Now let's try $$$x \gt \frac{n}{2}$$$. Now, we can make $$$a$$$ have an alternating prefix and a suffix full of ones. The length of the alternating prefix is approximately $$$2n-2x$$$, so the score is $$$\min(x, 2n-2x)$$$, which is maximized when $$$x=2n-2x$$$ therefore $$$\text{score}=x=2n/3$$$.

I'm not being precise with my rounding and so on but you get the idea.
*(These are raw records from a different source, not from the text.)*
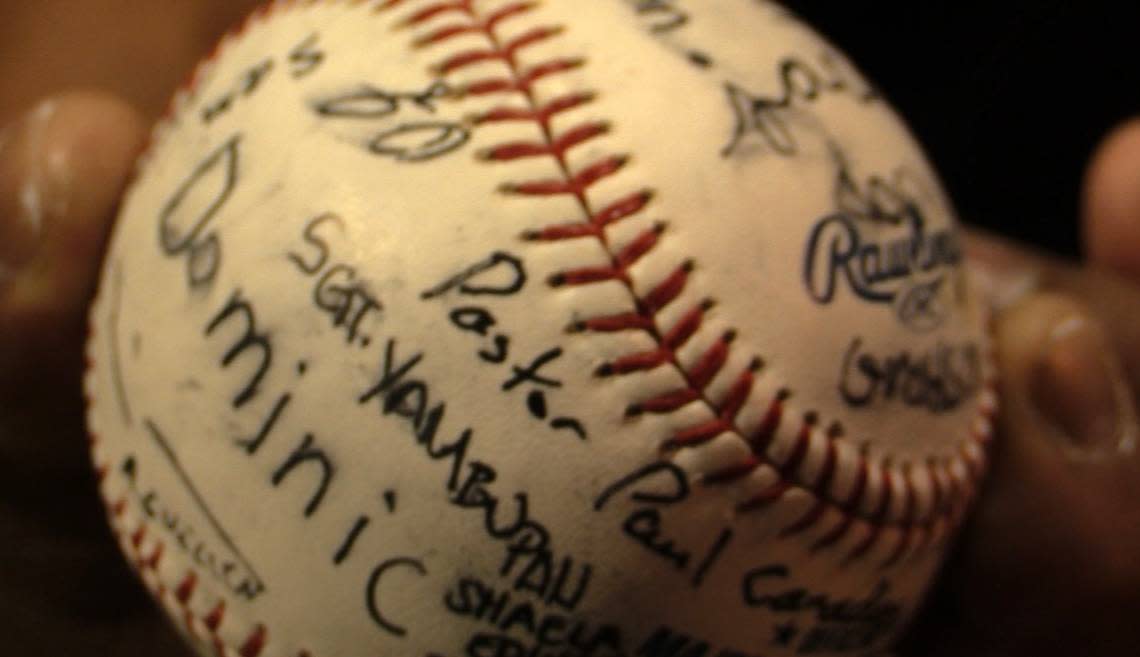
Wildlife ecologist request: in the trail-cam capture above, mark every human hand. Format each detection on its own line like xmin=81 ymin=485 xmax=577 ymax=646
xmin=0 ymin=3 xmax=1140 ymax=657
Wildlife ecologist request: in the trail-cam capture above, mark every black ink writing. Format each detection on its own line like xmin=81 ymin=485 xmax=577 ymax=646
xmin=594 ymin=461 xmax=732 ymax=589
xmin=839 ymin=338 xmax=983 ymax=414
xmin=158 ymin=136 xmax=242 ymax=287
xmin=720 ymin=50 xmax=879 ymax=157
xmin=288 ymin=213 xmax=383 ymax=347
xmin=420 ymin=251 xmax=588 ymax=440
xmin=358 ymin=340 xmax=593 ymax=610
xmin=202 ymin=34 xmax=326 ymax=123
xmin=741 ymin=565 xmax=903 ymax=654
xmin=314 ymin=80 xmax=471 ymax=162
xmin=443 ymin=577 xmax=626 ymax=657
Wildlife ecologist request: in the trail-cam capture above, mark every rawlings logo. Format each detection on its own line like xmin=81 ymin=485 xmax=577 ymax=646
xmin=804 ymin=208 xmax=962 ymax=331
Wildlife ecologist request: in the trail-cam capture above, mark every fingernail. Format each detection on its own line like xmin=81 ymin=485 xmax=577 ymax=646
xmin=967 ymin=258 xmax=1041 ymax=311
xmin=1032 ymin=314 xmax=1137 ymax=460
xmin=0 ymin=100 xmax=64 ymax=282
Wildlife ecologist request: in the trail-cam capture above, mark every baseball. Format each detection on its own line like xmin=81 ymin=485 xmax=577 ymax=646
xmin=86 ymin=0 xmax=994 ymax=657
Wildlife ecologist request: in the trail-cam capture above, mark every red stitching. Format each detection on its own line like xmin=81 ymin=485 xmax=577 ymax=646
xmin=86 ymin=8 xmax=996 ymax=657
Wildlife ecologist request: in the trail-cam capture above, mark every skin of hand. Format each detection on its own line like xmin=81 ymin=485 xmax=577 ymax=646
xmin=0 ymin=6 xmax=1140 ymax=657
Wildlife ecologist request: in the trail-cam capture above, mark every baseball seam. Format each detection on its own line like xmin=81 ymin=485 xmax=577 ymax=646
xmin=87 ymin=0 xmax=996 ymax=657
xmin=381 ymin=0 xmax=993 ymax=567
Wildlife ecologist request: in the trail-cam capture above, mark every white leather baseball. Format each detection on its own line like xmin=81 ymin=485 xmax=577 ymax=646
xmin=87 ymin=0 xmax=994 ymax=657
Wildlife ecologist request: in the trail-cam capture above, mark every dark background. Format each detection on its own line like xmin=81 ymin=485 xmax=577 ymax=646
xmin=785 ymin=0 xmax=1140 ymax=256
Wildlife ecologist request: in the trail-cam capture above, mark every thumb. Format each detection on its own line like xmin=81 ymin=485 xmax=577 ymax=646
xmin=916 ymin=294 xmax=1140 ymax=657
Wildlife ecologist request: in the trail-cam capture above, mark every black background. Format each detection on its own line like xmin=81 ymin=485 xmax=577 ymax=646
xmin=785 ymin=0 xmax=1140 ymax=256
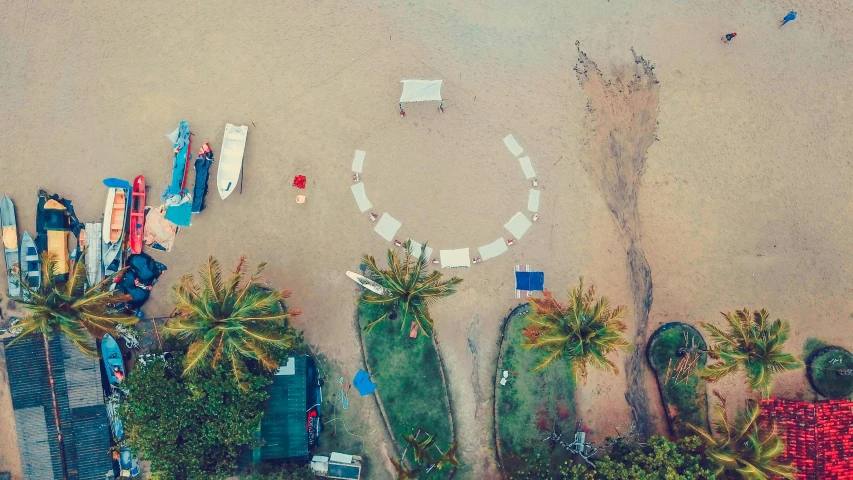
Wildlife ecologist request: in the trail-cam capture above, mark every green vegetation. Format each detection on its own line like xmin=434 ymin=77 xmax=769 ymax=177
xmin=700 ymin=309 xmax=802 ymax=397
xmin=495 ymin=305 xmax=576 ymax=478
xmin=121 ymin=355 xmax=271 ymax=479
xmin=240 ymin=464 xmax=312 ymax=480
xmin=359 ymin=241 xmax=462 ymax=335
xmin=12 ymin=253 xmax=138 ymax=354
xmin=358 ymin=303 xmax=454 ymax=478
xmin=808 ymin=347 xmax=853 ymax=399
xmin=10 ymin=253 xmax=138 ymax=478
xmin=512 ymin=435 xmax=715 ymax=480
xmin=312 ymin=354 xmax=374 ymax=478
xmin=691 ymin=395 xmax=796 ymax=480
xmin=646 ymin=322 xmax=708 ymax=438
xmin=522 ymin=278 xmax=630 ymax=383
xmin=164 ymin=257 xmax=300 ymax=381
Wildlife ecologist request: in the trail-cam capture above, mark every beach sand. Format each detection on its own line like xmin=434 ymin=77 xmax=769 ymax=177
xmin=0 ymin=0 xmax=853 ymax=478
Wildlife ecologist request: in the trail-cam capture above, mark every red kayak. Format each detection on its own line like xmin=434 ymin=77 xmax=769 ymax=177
xmin=130 ymin=175 xmax=145 ymax=253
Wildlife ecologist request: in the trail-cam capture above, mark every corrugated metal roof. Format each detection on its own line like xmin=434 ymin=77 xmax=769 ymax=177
xmin=4 ymin=336 xmax=112 ymax=480
xmin=261 ymin=356 xmax=308 ymax=460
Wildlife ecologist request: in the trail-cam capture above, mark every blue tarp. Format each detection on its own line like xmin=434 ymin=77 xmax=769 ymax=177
xmin=352 ymin=370 xmax=376 ymax=397
xmin=515 ymin=272 xmax=545 ymax=292
xmin=165 ymin=202 xmax=192 ymax=227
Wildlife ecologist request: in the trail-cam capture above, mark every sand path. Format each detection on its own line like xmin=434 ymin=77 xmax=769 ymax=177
xmin=0 ymin=0 xmax=853 ymax=477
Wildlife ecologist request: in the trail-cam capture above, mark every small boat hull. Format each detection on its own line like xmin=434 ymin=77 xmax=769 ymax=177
xmin=101 ymin=334 xmax=125 ymax=387
xmin=347 ymin=272 xmax=388 ymax=295
xmin=21 ymin=232 xmax=41 ymax=297
xmin=130 ymin=175 xmax=145 ymax=254
xmin=0 ymin=195 xmax=21 ymax=297
xmin=85 ymin=222 xmax=104 ymax=287
xmin=101 ymin=187 xmax=128 ymax=277
xmin=216 ymin=123 xmax=249 ymax=200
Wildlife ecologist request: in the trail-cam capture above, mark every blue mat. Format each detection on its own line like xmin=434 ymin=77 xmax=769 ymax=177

Also, i didn't prove that this construction is optimal but it's very intuitive that the amount of ones in $$$b$$$ is maximized when we construct $$$a$$$ as described (again, sorry for lack of proof)

EDIT:

We can prove optimality by first proving an upper bound and then showing that my construction achieves it.

If there are more zeros than ones in $$$a$$$, you can only have at most $$$2x$$$ ones in $$$b$$$, because that's the amount of adjacent positions there can be next to a one.

On the other hand, if there are more ones than zeros in $$$a$$$, we are limited by the number of zeros, which is $$$n-x$$$, so there can be at most $$$2(n-x)$$$ ones in $$$b$$$. (same argument as above)

Note that the proposed construction reaches both bounds (trivial), so it must be optimal.